Conservative Supreme Court justices on Wednesday seemed open to a challenge to how the Securities and Exchange Commission fights fraud, in a case that could have far-reaching effects on other regulatory agencies.
A majority of the nine-member court suggested that people accused of fraud by the SEC should have the right to have their cases decided by a jury in federal court, instead of by the SEC’s in-house administrative law judges.
The justices heard more than two hours of arguments in the Biden administration’s appeal of a lower-court ruling that threw out stiff financial penalties imposed on hedge fund manager George R. Jarkesy by the SEC, which regulates securities markets.
“That seems problematic to say that the government can deprive you of your property, your money, substantial sums in a tribunal that is at least perceived as not being impartial,” Justice Brett Kavanaugh said.
Justice Department lawyer Brian Fletcher warned the justices that their decision could have effects reaching far beyond the SEC, noting that roughly two dozen agencies have similar enforcement schemes.
“I don’t want you to think it’s just about the SEC,” Fletcher said.
The case is just one of several this term in which conservative and business interests are urging the court to constrict federal regulators. The court’s six conservatives already have reined them in, including in May’s decision sharply limiting their ability to police water pollution in wetlands.
In the Jarkesy case, the Democratic administration is relying on a 50-year-old decision in which the court ruled that in-house proceedings did not violate the Constitution’s right to a jury trial in civil lawsuits.
But Chief Justice John Roberts, signaling his concerns with the power of federal regulators, noted that “the impact of governmental agencies on daily life today is enormously more significant than it was 50 years ago.”
Who enforces the law?
The court’s three liberal justices seemed sympathetic to the Biden administration’s arguments. Justice Elena Kagan, responding to Roberts, said “our problems have only gotten more complicated and difficult.”

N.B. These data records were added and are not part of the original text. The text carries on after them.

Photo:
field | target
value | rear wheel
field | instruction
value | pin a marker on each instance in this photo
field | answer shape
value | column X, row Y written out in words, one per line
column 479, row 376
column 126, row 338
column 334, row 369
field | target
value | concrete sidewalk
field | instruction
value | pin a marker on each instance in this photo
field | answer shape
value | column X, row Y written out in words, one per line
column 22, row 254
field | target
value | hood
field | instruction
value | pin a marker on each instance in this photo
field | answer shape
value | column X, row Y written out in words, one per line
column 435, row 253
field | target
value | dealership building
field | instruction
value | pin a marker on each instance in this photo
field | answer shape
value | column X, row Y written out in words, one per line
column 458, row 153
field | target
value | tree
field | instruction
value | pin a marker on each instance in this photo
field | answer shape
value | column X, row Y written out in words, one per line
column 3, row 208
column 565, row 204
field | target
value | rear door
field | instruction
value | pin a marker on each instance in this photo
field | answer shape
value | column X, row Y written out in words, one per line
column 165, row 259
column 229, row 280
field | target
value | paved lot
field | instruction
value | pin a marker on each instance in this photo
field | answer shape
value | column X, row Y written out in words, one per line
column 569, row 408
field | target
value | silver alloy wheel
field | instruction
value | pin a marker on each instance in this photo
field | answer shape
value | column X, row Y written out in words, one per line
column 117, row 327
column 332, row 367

Later, Kagan said in-house enforcement actions have been close to routine for the past half-century. “Nobody has had the, you know, chutzpah, to quote my people,” said Kagan, who is Jewish.
Last year, a divided panel of the New Orleans-based 5th U.S. Circuit Court of Appeals ruled in favor of Jarkesy and his Patriot28 investment adviser group on three issues.

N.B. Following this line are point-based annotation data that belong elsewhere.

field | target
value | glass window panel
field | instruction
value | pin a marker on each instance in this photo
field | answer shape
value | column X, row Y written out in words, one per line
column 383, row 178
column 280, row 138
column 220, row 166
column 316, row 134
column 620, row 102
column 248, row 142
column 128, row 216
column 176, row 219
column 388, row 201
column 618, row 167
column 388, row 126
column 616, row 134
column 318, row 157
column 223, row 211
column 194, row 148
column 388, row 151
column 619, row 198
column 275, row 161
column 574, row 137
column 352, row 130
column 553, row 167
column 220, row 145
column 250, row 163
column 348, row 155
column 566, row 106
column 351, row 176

It found that the SEC’s case against him, resulting in a $300,000 civil fine and the repayment of $680,000 in allegedly ill-gotten gains, should have been heard in a federal court instead of before one of the SEC’s administrative law judges.
Although the Supreme Court basically dealt only with the federal court issue, the appellate panel also said Congress unconstitutionally granted the SEC “unfettered authority” to decide whether the case should be tried in a court of law or handled within the executive branch agency. And it said laws shielding the commission’s administrative law judges from being fired by the president are unconstitutional.

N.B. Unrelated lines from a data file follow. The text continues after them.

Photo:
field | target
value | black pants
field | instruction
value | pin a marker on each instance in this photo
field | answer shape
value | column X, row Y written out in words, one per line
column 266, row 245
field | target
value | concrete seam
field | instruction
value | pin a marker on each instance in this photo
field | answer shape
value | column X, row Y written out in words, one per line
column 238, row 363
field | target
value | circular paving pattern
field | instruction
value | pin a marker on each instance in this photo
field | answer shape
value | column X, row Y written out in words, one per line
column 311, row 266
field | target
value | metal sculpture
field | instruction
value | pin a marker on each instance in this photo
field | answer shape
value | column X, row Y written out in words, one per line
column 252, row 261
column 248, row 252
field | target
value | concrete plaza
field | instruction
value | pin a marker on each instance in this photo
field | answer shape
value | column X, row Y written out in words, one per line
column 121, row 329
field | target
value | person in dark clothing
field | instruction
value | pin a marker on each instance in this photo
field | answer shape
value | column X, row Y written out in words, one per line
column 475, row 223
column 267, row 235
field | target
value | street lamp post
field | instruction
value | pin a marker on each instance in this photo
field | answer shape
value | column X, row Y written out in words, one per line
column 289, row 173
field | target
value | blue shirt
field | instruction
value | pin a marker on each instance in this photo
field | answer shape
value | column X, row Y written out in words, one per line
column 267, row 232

Judge Jennifer Walker Elrod wrote the appellate opinion, joined by Judge Andrew Oldham. Elrod was appointed by President George W. Bush, and Oldham by President Donald Trump. Bush and Trump are Republicans.
Judge Eugene Davis, a nominee of President Ronald Reagan, also a Republican, dissented.
Jarkesy’s lawyers noted that the SEC wins almost all the cases it brings in front of the administrative law judges but only about 60% of cases tried in federal court.
The SEC was awarded more than $5 billion in civil penalties in the 2023 government spending year that ended Sept. 30, the agency said in a news release. It was unclear how much of that money came through in-house proceedings or lawsuits in federal court.
A decision in SEC v. Jarkesy, 22-859, is expected by early summer.